火事があったのは6階建ての最上階で、直後に撮影された映像では部屋が丸ごと炎と煙に包まれていました。ポンプ車など37台が出動し行われた消火活動。辺りはマンションなどが建ち並ぶ住宅密集地で、警察に誘導され避難する人の姿も見られました。
火事があったマンションでは猪口議員と夫、そして2人の娘の4人が暮らしていました。出火当時、猪口議員と二女は外出していて無事。部屋には夫で東大名誉教授の孝さんと長女(33)がいたとみられていますが今も連絡がとれない状態で、亡くなったのはこの2人とみられています。警視庁は遺体の身元の確認を進めています。
火を消し止めるまで8時間以上かかり、2人が亡くなった今回の火事。元小田原市消防本部で火災の原因調査を担当していた永山氏は…
元小田原市消防本部火災調査官 永山政広氏
「一般のマンション火災だと大体1~2時間くらいである程度は鎮圧。場合によっては鎮火までできるはず。時間がかかったということは、かなり燃え広がりが激しかった。やはり6階という高い位置は初期消火もしづらいし、消防隊が現場へ到達するにも時間がかかる」
原則、7階以上の建物には消火用の水を送る設備の設置が義務づけられていますが、今回のマンションは6階建て。この設備がなかった可能性があるといいます。

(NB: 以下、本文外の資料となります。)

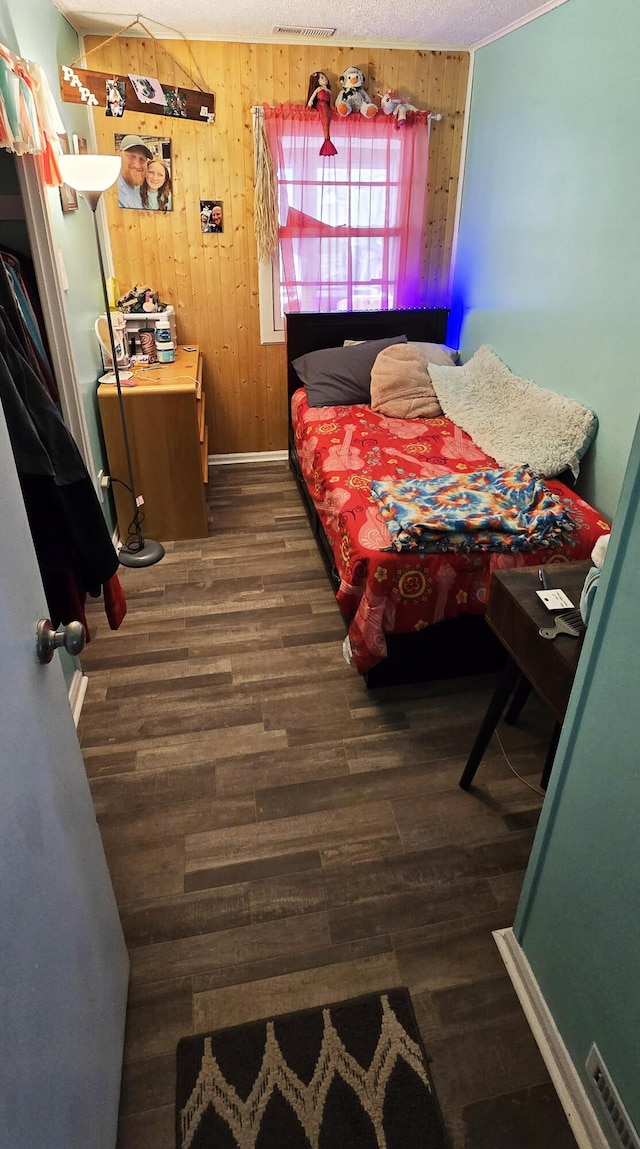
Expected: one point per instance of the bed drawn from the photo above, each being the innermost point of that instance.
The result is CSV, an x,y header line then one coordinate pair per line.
x,y
408,615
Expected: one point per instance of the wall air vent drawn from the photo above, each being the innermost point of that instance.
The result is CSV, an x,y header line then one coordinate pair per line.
x,y
618,1119
317,32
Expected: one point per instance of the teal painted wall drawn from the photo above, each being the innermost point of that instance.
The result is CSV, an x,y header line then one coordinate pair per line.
x,y
548,269
35,29
578,919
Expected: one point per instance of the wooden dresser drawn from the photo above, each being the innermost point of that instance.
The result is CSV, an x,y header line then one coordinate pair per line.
x,y
169,446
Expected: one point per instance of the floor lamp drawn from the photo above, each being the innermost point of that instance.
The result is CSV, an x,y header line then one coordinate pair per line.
x,y
91,175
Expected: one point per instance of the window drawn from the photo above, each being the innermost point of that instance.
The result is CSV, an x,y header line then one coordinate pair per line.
x,y
352,226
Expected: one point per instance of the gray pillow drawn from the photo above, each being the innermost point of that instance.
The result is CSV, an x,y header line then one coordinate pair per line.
x,y
340,376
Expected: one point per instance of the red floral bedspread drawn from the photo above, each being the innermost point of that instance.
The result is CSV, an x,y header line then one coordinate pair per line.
x,y
341,449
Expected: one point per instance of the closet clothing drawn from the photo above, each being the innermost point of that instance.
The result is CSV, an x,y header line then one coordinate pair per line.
x,y
18,298
75,552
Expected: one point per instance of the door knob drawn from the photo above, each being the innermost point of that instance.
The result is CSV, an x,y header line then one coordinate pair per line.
x,y
48,639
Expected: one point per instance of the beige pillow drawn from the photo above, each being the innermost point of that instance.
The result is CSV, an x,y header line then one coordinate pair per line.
x,y
401,386
438,353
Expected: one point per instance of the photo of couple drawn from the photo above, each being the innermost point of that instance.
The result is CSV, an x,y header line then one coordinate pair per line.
x,y
210,215
145,179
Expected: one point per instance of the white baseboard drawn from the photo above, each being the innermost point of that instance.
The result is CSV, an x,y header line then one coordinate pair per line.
x,y
256,456
77,691
563,1073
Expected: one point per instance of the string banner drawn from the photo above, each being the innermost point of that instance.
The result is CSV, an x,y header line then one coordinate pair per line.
x,y
99,90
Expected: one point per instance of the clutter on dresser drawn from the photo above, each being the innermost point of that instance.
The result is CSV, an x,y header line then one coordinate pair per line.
x,y
164,345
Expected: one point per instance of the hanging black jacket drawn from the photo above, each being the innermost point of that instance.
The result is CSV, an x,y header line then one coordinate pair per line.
x,y
72,544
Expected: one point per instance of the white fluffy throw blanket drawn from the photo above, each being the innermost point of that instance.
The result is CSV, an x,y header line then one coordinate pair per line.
x,y
514,419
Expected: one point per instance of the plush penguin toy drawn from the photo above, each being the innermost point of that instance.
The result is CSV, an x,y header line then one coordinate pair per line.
x,y
352,95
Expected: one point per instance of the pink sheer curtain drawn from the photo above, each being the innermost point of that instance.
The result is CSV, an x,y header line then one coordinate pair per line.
x,y
352,226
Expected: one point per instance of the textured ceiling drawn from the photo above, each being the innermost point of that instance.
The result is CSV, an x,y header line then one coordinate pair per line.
x,y
413,23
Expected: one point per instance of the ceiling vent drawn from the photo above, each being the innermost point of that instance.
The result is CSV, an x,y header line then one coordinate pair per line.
x,y
317,32
619,1121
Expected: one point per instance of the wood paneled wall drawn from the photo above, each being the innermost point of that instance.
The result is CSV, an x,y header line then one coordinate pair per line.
x,y
211,280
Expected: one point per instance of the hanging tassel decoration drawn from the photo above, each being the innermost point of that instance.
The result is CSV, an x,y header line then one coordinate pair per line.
x,y
265,201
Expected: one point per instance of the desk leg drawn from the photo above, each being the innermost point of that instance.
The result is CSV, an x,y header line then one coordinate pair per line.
x,y
523,689
550,755
490,722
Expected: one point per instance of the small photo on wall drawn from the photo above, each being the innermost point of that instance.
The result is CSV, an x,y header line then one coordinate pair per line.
x,y
211,216
146,174
147,89
116,98
175,102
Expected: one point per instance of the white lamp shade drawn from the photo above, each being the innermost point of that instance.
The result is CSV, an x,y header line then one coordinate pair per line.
x,y
90,172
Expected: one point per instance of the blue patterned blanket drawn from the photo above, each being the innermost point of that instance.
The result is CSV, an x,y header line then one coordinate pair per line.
x,y
498,509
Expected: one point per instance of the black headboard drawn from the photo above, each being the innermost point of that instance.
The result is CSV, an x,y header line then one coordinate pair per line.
x,y
307,331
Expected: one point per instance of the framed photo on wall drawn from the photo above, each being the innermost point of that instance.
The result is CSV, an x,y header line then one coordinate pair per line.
x,y
211,216
145,182
68,195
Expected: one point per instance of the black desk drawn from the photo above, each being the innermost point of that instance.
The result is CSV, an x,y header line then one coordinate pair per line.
x,y
515,614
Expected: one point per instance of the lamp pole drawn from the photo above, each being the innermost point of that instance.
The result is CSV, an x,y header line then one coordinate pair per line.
x,y
91,175
137,552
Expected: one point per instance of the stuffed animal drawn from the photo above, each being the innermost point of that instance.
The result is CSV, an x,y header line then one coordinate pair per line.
x,y
393,105
353,97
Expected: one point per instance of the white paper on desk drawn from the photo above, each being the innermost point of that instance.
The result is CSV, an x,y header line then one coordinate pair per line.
x,y
555,600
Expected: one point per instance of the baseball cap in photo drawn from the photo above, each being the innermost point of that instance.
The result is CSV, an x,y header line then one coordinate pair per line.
x,y
135,141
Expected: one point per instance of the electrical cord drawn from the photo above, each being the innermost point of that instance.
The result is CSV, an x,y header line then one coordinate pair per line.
x,y
514,771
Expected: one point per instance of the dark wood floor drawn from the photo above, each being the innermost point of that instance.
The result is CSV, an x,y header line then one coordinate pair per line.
x,y
280,838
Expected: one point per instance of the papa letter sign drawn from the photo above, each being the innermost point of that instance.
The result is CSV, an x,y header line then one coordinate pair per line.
x,y
81,86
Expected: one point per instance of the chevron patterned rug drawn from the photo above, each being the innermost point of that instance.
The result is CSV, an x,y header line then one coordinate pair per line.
x,y
348,1076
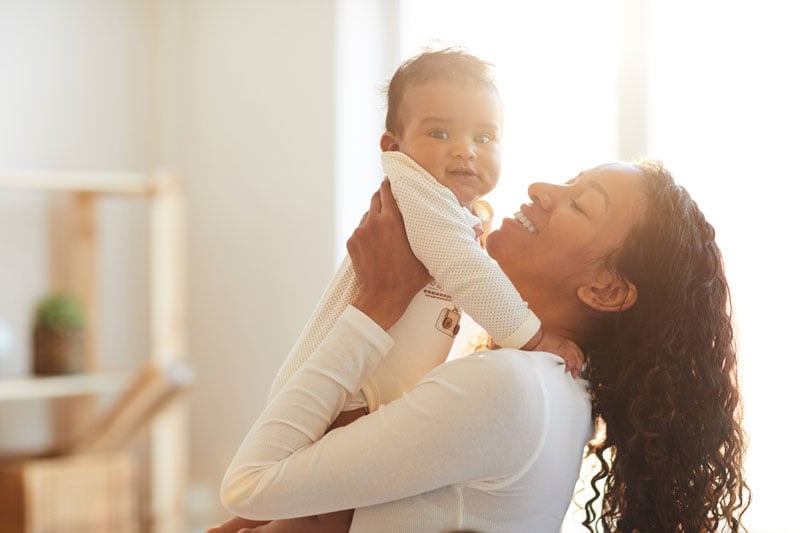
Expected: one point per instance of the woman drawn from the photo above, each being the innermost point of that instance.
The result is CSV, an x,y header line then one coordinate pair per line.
x,y
621,261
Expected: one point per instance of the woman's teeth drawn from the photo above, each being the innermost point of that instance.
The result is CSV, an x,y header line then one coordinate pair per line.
x,y
525,222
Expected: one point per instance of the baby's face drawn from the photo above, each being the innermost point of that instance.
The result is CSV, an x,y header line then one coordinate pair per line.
x,y
453,131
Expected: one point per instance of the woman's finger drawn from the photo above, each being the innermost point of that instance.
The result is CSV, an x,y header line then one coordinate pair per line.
x,y
388,202
375,202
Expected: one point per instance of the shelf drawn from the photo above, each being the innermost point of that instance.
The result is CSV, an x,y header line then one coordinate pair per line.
x,y
126,183
39,388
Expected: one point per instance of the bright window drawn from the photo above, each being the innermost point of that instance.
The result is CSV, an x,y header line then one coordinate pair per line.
x,y
708,87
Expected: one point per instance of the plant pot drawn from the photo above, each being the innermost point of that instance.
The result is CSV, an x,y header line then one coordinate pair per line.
x,y
58,351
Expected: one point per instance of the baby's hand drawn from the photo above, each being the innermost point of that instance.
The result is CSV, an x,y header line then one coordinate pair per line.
x,y
564,348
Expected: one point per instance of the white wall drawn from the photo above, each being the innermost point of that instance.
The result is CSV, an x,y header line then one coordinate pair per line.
x,y
256,125
76,94
238,96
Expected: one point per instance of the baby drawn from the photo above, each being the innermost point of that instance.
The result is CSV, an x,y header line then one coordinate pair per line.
x,y
441,153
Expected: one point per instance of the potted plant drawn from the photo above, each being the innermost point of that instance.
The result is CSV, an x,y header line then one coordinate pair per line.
x,y
59,335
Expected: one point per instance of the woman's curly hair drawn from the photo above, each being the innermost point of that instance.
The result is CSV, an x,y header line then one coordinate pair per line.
x,y
664,380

その場合、消防隊員がホースを持って階段を上り、消火を行うため時間がかかるといいます。
さらに…
元小田原市消防本部火災調査官 永山政広氏
「現場も周辺の道路が狭いようなので、はしご車のような大型車両もなかなか出入りしづらいのかなと。6階の高さを消火活動するのは非常に厳しい状況だったと思います」
近隣住民からもこんな証言がありました。
近隣住民
「消防隊が30分くらい消火活動しない。できないんですよ、はしご車が入らないから。手の打ちようがなかった、燃え広がっていったんです」
また、現場が最上階で1世帯のみのフロアだったことも延焼につながった可能性があるといいます。
元小田原市消防本部火災調査官 永山政広氏
「今回のケースの場合、6階部分が1つの住戸でつながっていたのでさえぎるような壁がなかったのではないか。比較的、普通のマンションよりは燃え広がる範囲が広くなってしまった」
今回の火災はなぜ起きてしまったのでしょうか。考えられる1つの要因としては…
元小田原市消防本部火災調査官 永山政広氏
「現場の焼け方を見るかぎり、外から火が入ったというよりは部屋の中で出火し、全体に燃え広がった。ベランダのようなところで燃えたとしても火は入りづらい構造だと思う。室内で出火した確率が高い」
また、被害を拡大した初期消火の遅れにはこんな要因もあったのではないかと別の専門家は指摘します。
元東京消防庁麻布消防署長 坂口隆夫氏
「発見・通報が遅かったこと、火元の方の通報ではなかったこと、お住まいの方が早く発見して、早く119番通報して、消火器等で初期消火をしていたらボヤで済んでいたかもしれない。それができなかったのは、何か理由があったのではないか」
夫の孝さんは足が不自由だったとみられています。
現場では28日、警視庁の実況見分が行われました。出火の原因などを詳しく調べています。